Yesterday we noted how AT&T has announced they are conducting DSL trials that will allow them to offer 80 Mbps broadband service, though we also noted that most of you (given long loop lengths) would probably never see those speeds. We spoke with AT&T about the trial, which the company says will use "pair bonding, vectoring, (and) spectrum management," and "can be done very inexpensively and on a per-user basis." AT&T did not respond to inquiries pressing on the very real distance limitations that seemingly make this "announcement" a little empty.
We talked a bit about the idea with industry analyst Dave Burstein, who spends a lot of time discussing advancements with gear makers. "The chips AT&T is using are mostly designed for up to 50 megabits downstream, so 80 with two bonded is quite reasonable," he says.
"However, what I hear on the business plans of AT&T was they didn't intend to use bonding for higher speed offerings, but only for extending the reach of their 25 megabits of IPTV," he says. "They've long had bonding + DSM as their contingency plan if 50 and 100 megabit cable really hurts, but I've seen no reason to believe that's in the next few years. So this is probably more a "proof of concept" than an indication of likely products," says Burstein.
Burstein acknowledges that given distance constraints and the fact these lines must share space with U-Verse HD streams (up to three at this point), this is "mostly" a PR stunt. Meanwhile, Stacey Higginbotham at GigaOM had a chance to talk with AT&T's John Stankey, who gave her a little more insight into AT&T's thinking.
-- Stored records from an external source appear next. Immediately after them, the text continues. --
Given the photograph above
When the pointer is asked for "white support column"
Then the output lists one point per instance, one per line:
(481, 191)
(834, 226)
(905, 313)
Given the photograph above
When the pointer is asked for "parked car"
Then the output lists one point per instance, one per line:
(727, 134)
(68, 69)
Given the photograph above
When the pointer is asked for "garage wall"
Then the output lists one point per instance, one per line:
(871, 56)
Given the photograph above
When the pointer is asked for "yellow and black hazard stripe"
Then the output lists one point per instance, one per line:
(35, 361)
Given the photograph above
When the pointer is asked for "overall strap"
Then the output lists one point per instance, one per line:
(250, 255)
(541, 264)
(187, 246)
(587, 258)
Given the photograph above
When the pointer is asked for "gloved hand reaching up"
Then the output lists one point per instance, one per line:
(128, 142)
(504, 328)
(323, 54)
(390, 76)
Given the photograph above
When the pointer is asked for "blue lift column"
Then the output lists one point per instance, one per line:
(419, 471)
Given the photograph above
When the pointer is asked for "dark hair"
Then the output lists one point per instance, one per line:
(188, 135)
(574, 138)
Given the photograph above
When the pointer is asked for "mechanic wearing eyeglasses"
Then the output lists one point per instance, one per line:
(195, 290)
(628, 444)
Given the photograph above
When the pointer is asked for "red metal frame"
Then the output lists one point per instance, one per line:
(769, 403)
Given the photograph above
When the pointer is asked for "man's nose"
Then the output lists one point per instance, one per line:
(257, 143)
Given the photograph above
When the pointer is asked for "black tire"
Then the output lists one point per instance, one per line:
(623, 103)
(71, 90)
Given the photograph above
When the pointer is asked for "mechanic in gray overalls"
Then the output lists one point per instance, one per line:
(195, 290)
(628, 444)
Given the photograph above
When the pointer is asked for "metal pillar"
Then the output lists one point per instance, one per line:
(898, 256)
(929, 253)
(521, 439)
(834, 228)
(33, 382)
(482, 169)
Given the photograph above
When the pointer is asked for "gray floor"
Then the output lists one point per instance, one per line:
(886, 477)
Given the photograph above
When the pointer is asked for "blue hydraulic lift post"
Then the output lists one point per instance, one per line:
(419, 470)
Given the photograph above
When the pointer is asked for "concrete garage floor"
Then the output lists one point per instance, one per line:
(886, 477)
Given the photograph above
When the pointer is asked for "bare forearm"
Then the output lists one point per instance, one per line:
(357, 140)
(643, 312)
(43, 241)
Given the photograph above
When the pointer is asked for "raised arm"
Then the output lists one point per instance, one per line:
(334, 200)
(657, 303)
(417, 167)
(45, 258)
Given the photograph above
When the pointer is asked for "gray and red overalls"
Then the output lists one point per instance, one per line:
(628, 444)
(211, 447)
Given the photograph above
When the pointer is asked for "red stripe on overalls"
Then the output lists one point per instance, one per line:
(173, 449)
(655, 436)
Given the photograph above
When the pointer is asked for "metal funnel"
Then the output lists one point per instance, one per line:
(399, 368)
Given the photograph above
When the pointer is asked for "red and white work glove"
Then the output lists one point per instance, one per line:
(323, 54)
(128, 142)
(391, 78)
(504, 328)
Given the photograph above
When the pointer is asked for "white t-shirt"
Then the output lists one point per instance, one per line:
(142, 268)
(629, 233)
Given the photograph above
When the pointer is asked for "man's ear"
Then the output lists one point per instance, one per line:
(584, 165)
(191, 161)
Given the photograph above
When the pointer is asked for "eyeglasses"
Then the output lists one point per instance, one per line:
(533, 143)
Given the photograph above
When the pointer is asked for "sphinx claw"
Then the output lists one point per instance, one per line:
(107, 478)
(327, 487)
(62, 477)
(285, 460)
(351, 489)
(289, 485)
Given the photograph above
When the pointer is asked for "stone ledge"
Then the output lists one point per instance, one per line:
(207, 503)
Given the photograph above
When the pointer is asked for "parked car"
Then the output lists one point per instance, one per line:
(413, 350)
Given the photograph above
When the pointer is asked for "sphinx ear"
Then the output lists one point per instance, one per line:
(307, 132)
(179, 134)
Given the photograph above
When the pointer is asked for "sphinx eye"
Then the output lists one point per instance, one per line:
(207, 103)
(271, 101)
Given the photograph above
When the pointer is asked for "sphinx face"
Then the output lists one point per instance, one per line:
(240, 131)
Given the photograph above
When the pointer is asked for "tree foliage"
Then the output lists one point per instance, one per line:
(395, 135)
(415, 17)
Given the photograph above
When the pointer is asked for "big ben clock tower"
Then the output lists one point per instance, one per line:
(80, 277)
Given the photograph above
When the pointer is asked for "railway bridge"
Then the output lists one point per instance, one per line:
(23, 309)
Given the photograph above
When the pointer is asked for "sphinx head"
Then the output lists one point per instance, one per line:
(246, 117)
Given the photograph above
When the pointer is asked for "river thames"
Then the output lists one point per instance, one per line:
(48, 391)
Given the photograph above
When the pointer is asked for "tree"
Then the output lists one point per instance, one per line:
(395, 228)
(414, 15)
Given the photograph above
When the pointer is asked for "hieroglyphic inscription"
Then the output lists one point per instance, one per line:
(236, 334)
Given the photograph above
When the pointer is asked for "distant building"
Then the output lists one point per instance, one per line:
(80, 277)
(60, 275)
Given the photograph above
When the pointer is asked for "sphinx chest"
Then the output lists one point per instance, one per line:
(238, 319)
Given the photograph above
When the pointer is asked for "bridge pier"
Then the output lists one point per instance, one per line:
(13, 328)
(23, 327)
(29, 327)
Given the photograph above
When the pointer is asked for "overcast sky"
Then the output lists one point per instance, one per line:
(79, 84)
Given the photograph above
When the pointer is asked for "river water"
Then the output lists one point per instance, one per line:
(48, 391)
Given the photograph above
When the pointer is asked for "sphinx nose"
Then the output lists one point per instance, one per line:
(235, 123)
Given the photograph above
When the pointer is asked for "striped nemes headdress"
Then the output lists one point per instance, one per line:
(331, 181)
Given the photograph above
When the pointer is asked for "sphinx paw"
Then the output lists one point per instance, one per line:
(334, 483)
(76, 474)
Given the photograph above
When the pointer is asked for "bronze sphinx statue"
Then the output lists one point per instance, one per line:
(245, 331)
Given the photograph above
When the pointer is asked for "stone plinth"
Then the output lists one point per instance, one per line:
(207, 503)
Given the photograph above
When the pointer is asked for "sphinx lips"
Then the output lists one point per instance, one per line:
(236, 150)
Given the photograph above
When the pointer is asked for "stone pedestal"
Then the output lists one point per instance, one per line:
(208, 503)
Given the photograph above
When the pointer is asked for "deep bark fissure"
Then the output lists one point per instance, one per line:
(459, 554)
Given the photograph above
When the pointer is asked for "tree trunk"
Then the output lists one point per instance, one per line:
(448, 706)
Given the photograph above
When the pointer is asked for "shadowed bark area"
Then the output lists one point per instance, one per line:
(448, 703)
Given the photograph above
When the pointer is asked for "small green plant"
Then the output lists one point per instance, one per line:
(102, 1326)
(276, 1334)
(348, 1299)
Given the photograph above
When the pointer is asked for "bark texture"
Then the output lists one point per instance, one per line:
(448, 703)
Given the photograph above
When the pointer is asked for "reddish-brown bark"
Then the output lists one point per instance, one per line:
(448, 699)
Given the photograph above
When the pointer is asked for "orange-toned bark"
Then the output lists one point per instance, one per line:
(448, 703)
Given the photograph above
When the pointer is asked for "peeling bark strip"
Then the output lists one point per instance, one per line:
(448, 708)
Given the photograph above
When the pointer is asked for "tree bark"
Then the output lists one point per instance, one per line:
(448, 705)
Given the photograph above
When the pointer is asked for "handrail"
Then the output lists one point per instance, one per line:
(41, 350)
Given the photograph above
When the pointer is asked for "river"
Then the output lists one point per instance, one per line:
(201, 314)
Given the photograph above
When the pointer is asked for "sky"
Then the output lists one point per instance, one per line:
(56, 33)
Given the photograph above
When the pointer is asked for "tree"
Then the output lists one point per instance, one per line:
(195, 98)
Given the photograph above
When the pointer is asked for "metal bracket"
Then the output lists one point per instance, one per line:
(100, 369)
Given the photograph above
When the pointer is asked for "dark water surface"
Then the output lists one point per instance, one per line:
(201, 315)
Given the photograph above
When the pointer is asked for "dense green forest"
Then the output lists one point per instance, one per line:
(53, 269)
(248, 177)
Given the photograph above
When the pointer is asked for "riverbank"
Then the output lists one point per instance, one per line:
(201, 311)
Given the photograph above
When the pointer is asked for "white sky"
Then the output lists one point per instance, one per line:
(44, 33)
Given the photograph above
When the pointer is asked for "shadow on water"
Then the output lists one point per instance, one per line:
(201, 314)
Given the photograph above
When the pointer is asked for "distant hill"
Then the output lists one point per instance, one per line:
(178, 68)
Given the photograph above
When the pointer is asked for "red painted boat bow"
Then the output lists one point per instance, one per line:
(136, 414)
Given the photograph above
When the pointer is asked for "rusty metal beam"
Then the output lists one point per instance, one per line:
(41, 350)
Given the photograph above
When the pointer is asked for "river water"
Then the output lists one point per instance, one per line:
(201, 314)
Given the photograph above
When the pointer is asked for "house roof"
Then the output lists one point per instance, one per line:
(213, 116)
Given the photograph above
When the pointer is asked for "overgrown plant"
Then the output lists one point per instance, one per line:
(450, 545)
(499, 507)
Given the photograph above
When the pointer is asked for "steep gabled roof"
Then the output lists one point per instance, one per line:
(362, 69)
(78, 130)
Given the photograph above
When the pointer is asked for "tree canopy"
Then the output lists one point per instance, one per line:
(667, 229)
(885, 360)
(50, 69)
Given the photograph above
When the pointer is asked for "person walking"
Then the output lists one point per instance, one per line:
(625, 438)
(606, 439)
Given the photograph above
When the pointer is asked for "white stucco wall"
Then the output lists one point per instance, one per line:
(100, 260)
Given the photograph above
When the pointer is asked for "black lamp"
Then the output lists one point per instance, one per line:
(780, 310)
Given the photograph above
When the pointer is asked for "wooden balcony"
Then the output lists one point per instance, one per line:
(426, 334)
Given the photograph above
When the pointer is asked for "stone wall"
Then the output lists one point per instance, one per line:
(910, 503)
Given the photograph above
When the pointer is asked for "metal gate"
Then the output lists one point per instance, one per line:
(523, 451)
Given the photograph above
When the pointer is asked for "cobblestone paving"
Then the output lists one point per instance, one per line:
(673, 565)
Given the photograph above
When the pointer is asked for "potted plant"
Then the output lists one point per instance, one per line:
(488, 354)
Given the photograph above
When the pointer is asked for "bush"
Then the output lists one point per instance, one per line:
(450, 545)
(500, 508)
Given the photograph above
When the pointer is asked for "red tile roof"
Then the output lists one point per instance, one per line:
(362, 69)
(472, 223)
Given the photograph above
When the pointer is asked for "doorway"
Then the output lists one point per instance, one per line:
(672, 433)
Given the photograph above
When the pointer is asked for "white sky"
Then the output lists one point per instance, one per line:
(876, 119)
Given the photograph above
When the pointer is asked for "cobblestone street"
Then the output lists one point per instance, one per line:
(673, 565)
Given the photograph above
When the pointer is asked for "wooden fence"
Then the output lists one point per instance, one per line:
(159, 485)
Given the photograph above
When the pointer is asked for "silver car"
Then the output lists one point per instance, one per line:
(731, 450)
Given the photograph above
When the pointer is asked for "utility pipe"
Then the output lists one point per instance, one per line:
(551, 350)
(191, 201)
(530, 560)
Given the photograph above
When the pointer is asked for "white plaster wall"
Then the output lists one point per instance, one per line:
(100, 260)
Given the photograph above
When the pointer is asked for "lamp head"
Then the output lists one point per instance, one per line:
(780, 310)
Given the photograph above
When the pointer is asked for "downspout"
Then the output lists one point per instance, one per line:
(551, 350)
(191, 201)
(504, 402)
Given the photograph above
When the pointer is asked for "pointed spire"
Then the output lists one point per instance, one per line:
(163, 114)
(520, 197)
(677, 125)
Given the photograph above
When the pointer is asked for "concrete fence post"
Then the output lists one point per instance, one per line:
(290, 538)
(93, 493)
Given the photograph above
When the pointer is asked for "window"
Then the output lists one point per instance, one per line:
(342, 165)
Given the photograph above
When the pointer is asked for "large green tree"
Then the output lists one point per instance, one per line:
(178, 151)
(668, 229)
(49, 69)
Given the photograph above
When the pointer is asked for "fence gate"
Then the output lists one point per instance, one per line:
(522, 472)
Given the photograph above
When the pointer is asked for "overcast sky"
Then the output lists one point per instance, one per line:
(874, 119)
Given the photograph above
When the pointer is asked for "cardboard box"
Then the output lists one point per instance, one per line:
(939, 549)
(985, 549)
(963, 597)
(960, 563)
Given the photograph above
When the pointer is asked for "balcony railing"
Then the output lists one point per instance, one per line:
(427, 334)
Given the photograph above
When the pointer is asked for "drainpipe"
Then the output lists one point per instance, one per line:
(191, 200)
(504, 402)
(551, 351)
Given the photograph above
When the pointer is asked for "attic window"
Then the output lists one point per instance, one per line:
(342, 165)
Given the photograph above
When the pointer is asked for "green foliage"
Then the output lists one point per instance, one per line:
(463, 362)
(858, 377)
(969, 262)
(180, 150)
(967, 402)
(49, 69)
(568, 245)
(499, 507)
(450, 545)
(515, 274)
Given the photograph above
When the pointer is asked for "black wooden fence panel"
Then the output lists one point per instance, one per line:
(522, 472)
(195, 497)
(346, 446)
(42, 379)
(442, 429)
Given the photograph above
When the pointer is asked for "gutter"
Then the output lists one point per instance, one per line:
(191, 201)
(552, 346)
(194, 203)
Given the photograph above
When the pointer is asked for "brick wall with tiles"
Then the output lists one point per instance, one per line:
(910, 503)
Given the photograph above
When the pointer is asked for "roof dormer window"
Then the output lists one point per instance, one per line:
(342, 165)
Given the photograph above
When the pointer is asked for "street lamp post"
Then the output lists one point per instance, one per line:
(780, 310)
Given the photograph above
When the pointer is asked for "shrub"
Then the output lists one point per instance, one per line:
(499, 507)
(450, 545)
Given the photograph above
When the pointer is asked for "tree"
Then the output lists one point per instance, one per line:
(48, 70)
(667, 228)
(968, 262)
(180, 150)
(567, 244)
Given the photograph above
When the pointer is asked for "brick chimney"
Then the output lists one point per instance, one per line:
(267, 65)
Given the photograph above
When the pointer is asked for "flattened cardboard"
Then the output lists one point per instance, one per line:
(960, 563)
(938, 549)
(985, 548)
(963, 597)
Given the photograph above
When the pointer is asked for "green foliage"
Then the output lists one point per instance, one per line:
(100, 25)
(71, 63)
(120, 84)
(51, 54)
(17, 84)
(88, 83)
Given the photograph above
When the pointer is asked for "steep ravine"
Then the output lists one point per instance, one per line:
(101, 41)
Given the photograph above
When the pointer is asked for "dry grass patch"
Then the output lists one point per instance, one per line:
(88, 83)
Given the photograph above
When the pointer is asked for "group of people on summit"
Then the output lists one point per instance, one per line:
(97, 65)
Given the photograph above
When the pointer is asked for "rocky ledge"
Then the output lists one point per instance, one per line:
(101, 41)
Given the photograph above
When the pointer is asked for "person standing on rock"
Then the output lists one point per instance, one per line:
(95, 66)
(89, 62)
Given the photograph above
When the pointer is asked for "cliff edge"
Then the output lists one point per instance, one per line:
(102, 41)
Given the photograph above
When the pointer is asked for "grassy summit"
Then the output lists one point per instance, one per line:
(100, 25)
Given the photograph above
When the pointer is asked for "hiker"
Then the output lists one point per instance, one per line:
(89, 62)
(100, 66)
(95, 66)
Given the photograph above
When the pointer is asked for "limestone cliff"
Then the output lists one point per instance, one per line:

Essentially, AT&T isn't worried about Comcast 50 Mbps service encroaching on their territory, because
they don't think users want those speeds yet:
quote:
"We’ve been doing wired broadband for 10 years and we have meaningful curves in terms of speeds and demand that are statistically accurate and predictable." Based on those curves Stankey said AT&T knows exactly how much data and throughput are needed as opposed to choosing a "nice round number" to shoot for. "We feel comfortable...based on how we deploy, that we can match the needs of the customer," Stankey said. For example, Stankey said that AT&T could extend fiber further along the local copper loop and then reduce the number of homes served by each neighborhood cabinet and shorten the distance bits have to travel over the last-mile copper.
Note there's no mention of
upstream speeds, or the fact that millions of AT&T customers only see top speeds of 6 Mbps. Comcast's triple play is not only helping the company leech AT&T landline customers, but they're also adding more broadband users per quarter (drawn in part by faster speeds). AT&T long ago decided to make the bet that they could please investors now (avoiding costly FTTH deployments) and make up ground later. The next three to five years are going to test that decision, though there's still nothing (except investor fear) blocking a move to FTTH down the road.